Zugriff bei Protest gegen Corona-Spaziergänger in Chemnitz: Vorgehen der Polizei war „riesen Rechtsbruch“
An einem Abend vor einem Jahr trafen 400 Corona-Spaziergänger auf 27 Gegendemonstranten. Erlaubt war beides nicht.
Die Polizei griff nur auf einer Seite durch. Der Fall kam jetzt vor Gericht.
Den 400 „Spaziergängern“ ohne Maske stellten sich an diesem Abend 27 linke Gegendemonstranten in den Weg, die Masken trugen. Diese Demo war zwar angemeldet, aber aufgrund der Einschränkungen auch verboten. Im Nachgang unerklärlich: Die Polizei griff nur auf einer Seite durch. „Bei dem Einsatz, bei dem Gegendemonstranten von einigen Polizisten im Lauf angesprungen, auf den Boden geworfen und gefesselt wurden, gab es nach Angaben des Bündnisses ‚Chemnitz Nazifrei‘ Verletzte“, berichtete „Freie Presse“ damals.
Wenige Wochen später erhielten die Teilnehmer der Gegendemo einen Bußgeldbescheid. Der Vorwurf: Ordnungswidrigkeit gegen das Infektionsschutzgesetz. 250 Euro sollte jeder zahlen. Sie weigerten sich, sodass sich die neun damaligen Gegendemonstranten am Dienstag vor dem Amtsgericht verantworten sollten. Etwa 15 junge Leute und zwei Anwälte hatten sich in einem Verhandlungssaal im ersten Stock des Gerichtsgebäudes eingefunden. Alle mit Maske geschützt, obwohl dies nicht mehr vorgeschrieben ist. Der Richter fand deutliche Worte. Hier sei „offensichtlich ein riesen Rechtsbruch“ geschehen, ordnete er das damalige Vorgehen der Ordnungshüter ein. Ein paar Hundert Corona-Spaziergänger habe man laufenlassen. „Da hat die Polizei nicht oder wenig hingeschaut“, betonte der Richter. Diese Demonstration sei nicht aufgehalten oder unterbunden worden, obwohl man sie hätte auflösen können.
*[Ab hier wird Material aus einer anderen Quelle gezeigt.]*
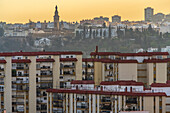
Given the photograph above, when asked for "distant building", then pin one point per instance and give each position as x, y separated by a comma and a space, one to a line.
149, 14
56, 19
102, 18
42, 42
158, 17
116, 18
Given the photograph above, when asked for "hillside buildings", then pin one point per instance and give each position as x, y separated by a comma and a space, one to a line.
116, 19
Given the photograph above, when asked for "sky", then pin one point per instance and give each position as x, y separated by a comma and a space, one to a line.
20, 11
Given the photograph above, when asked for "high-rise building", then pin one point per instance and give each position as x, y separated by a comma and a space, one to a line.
116, 18
149, 14
56, 19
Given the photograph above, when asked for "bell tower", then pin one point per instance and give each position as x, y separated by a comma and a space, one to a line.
56, 19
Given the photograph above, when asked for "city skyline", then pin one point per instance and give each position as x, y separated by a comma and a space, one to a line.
19, 11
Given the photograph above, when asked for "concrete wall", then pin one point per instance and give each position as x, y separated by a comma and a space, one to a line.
161, 72
32, 85
148, 104
79, 67
8, 86
56, 72
149, 73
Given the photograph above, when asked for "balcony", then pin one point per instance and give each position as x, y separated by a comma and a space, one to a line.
45, 81
106, 107
68, 73
83, 107
18, 103
22, 89
45, 67
57, 105
23, 75
88, 73
105, 100
81, 99
58, 98
131, 101
1, 83
67, 66
47, 74
20, 81
109, 75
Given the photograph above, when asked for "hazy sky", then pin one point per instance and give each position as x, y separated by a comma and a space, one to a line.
75, 10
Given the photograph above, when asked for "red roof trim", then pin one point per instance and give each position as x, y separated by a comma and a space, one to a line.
82, 82
91, 60
108, 60
104, 53
126, 83
155, 61
103, 92
68, 59
2, 61
21, 61
45, 60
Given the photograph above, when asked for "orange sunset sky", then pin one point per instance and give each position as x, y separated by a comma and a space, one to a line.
20, 11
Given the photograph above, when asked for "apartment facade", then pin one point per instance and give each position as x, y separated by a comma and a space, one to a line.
147, 67
108, 97
25, 76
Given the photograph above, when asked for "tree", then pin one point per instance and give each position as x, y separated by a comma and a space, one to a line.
84, 32
1, 32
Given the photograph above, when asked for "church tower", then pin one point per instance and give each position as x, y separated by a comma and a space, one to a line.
56, 19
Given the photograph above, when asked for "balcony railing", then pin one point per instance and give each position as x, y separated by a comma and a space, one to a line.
45, 67
67, 66
82, 106
22, 67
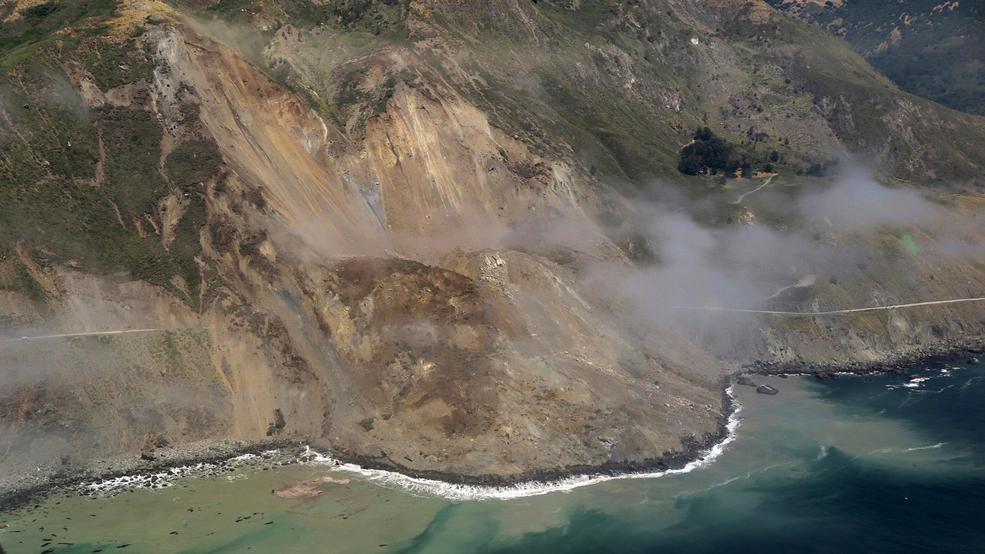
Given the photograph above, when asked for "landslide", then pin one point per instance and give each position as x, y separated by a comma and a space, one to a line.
308, 280
374, 225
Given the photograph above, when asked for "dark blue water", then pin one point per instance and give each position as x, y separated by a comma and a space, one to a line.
837, 503
858, 464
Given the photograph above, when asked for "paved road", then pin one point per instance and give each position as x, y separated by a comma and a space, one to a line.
831, 312
85, 334
757, 189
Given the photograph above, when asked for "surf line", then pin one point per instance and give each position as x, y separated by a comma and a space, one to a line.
462, 492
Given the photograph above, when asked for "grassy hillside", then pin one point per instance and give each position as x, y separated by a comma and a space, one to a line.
931, 48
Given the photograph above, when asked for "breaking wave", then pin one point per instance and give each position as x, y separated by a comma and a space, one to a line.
462, 492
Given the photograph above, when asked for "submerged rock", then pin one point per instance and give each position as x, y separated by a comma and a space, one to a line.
766, 389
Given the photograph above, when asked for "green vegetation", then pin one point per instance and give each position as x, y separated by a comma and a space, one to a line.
379, 17
54, 202
192, 162
927, 47
19, 37
710, 154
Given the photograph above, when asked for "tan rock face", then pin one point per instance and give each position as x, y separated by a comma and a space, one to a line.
388, 272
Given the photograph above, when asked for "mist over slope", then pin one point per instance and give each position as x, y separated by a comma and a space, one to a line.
448, 236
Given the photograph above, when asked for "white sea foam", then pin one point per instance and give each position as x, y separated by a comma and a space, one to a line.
167, 477
460, 492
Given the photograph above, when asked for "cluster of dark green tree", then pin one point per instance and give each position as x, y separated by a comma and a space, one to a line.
710, 154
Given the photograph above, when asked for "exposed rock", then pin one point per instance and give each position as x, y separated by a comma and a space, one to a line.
767, 389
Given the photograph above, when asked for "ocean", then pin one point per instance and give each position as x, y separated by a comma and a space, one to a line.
876, 463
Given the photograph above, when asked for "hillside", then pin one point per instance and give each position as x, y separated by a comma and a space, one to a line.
429, 233
932, 49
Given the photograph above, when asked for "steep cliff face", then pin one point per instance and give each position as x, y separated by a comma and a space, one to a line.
391, 227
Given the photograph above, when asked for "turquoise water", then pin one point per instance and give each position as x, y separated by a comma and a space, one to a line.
858, 464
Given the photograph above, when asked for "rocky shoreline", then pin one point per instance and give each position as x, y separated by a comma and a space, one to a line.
211, 457
936, 354
219, 455
693, 449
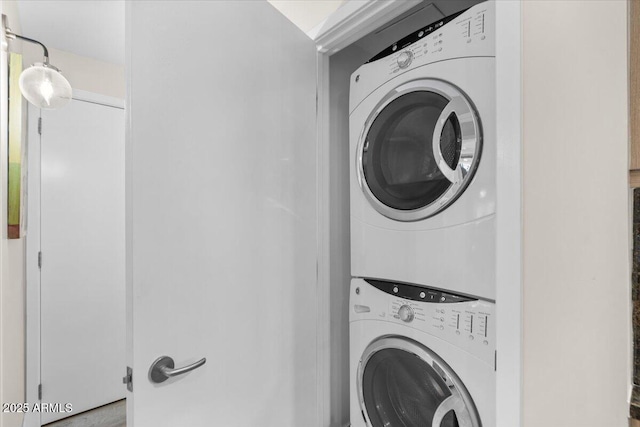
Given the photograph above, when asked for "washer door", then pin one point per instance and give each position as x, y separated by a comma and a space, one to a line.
419, 150
403, 383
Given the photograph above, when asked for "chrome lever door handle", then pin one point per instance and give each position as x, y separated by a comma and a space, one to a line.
163, 369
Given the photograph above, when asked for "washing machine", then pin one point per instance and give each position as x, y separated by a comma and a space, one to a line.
420, 357
423, 169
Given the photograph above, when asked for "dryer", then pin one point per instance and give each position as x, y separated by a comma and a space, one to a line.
422, 140
420, 357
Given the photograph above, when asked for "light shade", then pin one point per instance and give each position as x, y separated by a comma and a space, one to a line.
45, 87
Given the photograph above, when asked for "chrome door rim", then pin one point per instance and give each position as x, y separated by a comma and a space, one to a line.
460, 400
460, 177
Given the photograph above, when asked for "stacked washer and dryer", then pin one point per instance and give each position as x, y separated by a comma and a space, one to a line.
423, 204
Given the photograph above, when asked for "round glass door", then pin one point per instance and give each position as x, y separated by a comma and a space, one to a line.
401, 383
419, 150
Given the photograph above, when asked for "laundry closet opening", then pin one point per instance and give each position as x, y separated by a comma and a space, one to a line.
341, 158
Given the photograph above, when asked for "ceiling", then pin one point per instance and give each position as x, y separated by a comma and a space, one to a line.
93, 28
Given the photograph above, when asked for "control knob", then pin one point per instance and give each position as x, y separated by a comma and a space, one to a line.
405, 58
406, 313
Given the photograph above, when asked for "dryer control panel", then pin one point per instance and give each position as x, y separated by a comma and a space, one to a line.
464, 321
467, 34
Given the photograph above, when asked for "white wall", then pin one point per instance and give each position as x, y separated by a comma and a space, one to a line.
11, 276
576, 262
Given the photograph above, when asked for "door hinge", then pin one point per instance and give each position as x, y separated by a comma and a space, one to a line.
128, 379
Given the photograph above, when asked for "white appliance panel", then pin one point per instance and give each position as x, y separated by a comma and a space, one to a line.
455, 249
373, 315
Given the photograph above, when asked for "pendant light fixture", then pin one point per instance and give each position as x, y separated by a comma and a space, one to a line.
42, 84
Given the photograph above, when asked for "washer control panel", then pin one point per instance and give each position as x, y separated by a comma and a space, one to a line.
464, 321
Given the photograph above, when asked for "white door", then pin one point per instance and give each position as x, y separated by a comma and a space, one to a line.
82, 245
221, 214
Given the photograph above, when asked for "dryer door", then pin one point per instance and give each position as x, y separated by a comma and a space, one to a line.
403, 383
419, 150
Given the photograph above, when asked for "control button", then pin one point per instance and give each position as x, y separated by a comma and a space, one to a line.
406, 313
405, 58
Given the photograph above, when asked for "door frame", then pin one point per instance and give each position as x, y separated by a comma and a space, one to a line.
351, 22
32, 248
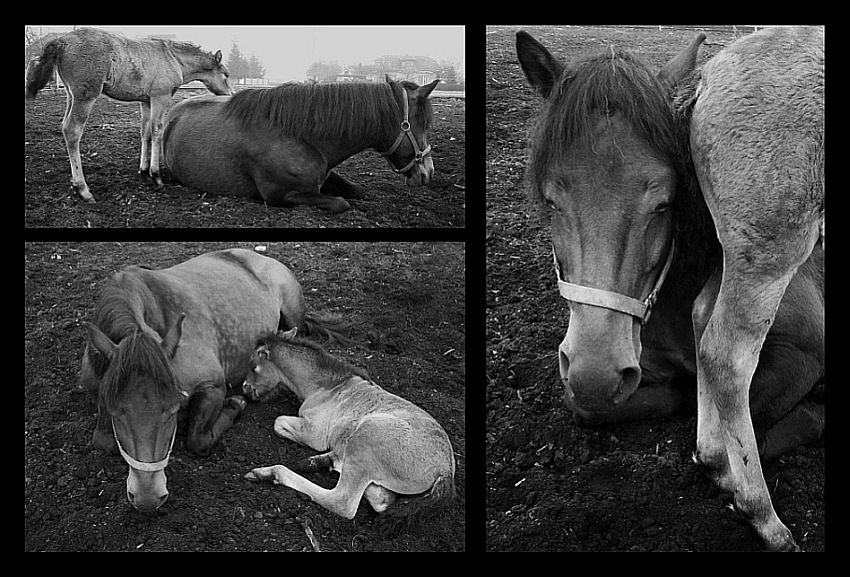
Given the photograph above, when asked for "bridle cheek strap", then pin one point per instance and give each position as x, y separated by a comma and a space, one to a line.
141, 465
611, 300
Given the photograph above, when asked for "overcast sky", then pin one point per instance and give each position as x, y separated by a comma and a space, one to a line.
286, 52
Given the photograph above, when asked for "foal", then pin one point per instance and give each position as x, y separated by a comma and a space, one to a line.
381, 445
93, 62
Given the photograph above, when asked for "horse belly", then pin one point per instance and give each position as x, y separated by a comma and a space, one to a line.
205, 152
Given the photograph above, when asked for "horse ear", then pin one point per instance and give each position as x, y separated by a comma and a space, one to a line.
423, 91
540, 68
100, 341
172, 338
682, 64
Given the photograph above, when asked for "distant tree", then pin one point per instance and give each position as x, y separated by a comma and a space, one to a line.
256, 69
236, 63
324, 71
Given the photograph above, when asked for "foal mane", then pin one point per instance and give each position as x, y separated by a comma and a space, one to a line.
347, 111
615, 82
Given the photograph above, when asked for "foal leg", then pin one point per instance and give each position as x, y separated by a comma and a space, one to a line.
145, 132
344, 499
78, 108
159, 107
210, 415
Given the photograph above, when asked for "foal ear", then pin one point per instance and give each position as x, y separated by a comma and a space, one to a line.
541, 68
172, 338
682, 64
424, 91
100, 341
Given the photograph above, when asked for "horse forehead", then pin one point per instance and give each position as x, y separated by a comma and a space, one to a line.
610, 160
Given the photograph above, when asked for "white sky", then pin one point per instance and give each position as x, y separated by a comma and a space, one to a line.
287, 51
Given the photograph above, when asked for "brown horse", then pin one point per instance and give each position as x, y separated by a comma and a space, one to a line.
382, 446
708, 215
93, 62
160, 339
279, 145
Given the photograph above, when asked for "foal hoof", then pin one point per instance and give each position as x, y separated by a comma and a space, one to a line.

Umgekehrt sei aber auch die Gegendemonstration rechtswidrig gewesen, stellte er fest. 27 Demonstranten seien 17 zu viel gewesen. Doch wenn die Polizei meine, eine Demo mit ein paar Hundert Personen nicht unterbinden zu müssen, dann könne er die Teilnehmer einer kleinen Demo auch nicht unbedingt mit einem Bußgeld belangen. Deshalb werde er die Verfahren einstellen – wenn die Teilnehmer ihr rechtswidriges Verhalten einräumten und bereuten.
Reue und Entschuldigung
Die neun Demo-Teilnehmer, alle nicht vorbestraft, folgten dem und entschuldigten sich. Er habe versucht, sich an das Infektionsschutzgesetz zu halten und Maske getragen, erklärte ein 25-Jähriger. Sollte er bei der Demo dennoch ein Risiko gewesen sein, tue ihm das leid. Es sei „unfassbar notwendig gewesen“, sich gegen das undemokratische Vorgehen der „Spaziergänger“ zu engagieren, ergänzte ein anderer, 26-Jähriger. Das Verfahren gegen drei weitere Teilnehmer wurde auf April vertagt, da sich die Studenten derzeit im Ausland aufhalten. Die Prozesskosten trägt der Staat.
Betroffene erleichtert
Die Verhandlung sei ein Zeichen an die Polizei, fasste eine Betroffene im Nachgang zusammen. Sie sei damals durch das rüde Eingreifen der Polizei leicht verletzt worden, berichtete sie. Dass das Verfahren eingestellt wurde, wundere sie nicht. Ebenso wenig die klaren Worte des Richters. Sie erinnere sich, wie ein Polizist einem „Spaziergänger“ noch eine Route empfahl, während sie umgekehrt zu Boden geworfen wurde. In einer Stellungnahme erklärten die Betroffenen Dienstagabend gemeinsam, dass der Richter „glücklicherweise“ das Handeln der Polizei in Frage stellte. „Wir sind erleichtert, dass die Monate der Anspannung und Ungewissheit vorbei sind. Wir empfinden das als kleinen Teilsieg.“
Die Polizei will sich nach Anfrage der „Freien Presse“ vom Dienstag am Mittwoch zu den Vorgängen äußern, so ein Sprecher. Anfragen der „Freien Presse“ von vor einem Jahr zu dem Vorgang, hatte die Polizei damals mit Verweis auf eine interne Auswertung nicht beantwortet.